When you are putting together an online course, and you sayW3C accessibility guidelines are too hard to follow, what you’re really saying is it isn’t about your students, it’s about YOU.
W3C accessibility guidelines are not just about making the web accessible for people with screen readers: they are also about ensuring the web will be available on as many different devices as possible: http://www.w3.org/Mobile/
- You cannot justify using fixed width tables for layout at a time where it is becoming evident learners are more likely to be accessing the web via a device other than a desktop.
- You cannot justify using one huge image because it looks cool on a page even though it might be impossible to see the detail in it on small devices.

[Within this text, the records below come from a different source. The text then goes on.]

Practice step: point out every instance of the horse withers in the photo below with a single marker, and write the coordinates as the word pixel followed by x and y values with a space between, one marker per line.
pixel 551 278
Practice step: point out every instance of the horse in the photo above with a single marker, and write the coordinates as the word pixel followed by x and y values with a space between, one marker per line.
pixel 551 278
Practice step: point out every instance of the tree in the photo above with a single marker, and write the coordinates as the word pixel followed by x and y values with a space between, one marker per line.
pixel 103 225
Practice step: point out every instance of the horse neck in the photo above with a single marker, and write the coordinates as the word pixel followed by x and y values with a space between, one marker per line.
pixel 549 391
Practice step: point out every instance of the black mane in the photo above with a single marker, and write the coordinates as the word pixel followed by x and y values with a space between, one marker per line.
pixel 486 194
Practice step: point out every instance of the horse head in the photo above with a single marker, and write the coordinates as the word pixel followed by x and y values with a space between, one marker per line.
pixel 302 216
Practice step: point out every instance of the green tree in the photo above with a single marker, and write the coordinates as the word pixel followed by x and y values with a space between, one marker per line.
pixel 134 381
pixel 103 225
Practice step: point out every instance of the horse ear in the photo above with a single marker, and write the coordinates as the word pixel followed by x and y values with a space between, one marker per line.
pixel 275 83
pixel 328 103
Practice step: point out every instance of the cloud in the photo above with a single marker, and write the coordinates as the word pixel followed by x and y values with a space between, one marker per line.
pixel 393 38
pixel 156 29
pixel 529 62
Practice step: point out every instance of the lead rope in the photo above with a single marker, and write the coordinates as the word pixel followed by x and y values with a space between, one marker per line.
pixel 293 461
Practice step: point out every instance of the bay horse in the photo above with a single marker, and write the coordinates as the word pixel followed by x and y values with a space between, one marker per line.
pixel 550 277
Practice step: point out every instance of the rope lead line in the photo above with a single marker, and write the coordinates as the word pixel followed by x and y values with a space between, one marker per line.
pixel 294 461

- You cannot justify using flash with no alternatives for devices that cannot render it.
When you as a tech innovator say you are after what is easiest for teachers, you are taking students out of the spotlight.
- It’s a mindset that results in online courses that consist of PDFs and quizzes – cuz THAT is EASY for teachers.
- It’s a mindset that results in images being pirated and used incorrectly without proper attributions or permissions.
- It’s a mindset that results in educators publicly asking for software to rip YouTube videos and getting help from others to do so.
Being an effective e-learning designer isn’t easy. But it can be streamlined. Your first course could be one that teaches how to create interoperable, cross-platform, mobile, accessible courses that could be easily shared. Now THAT would be empowering for your colleagues AND your students.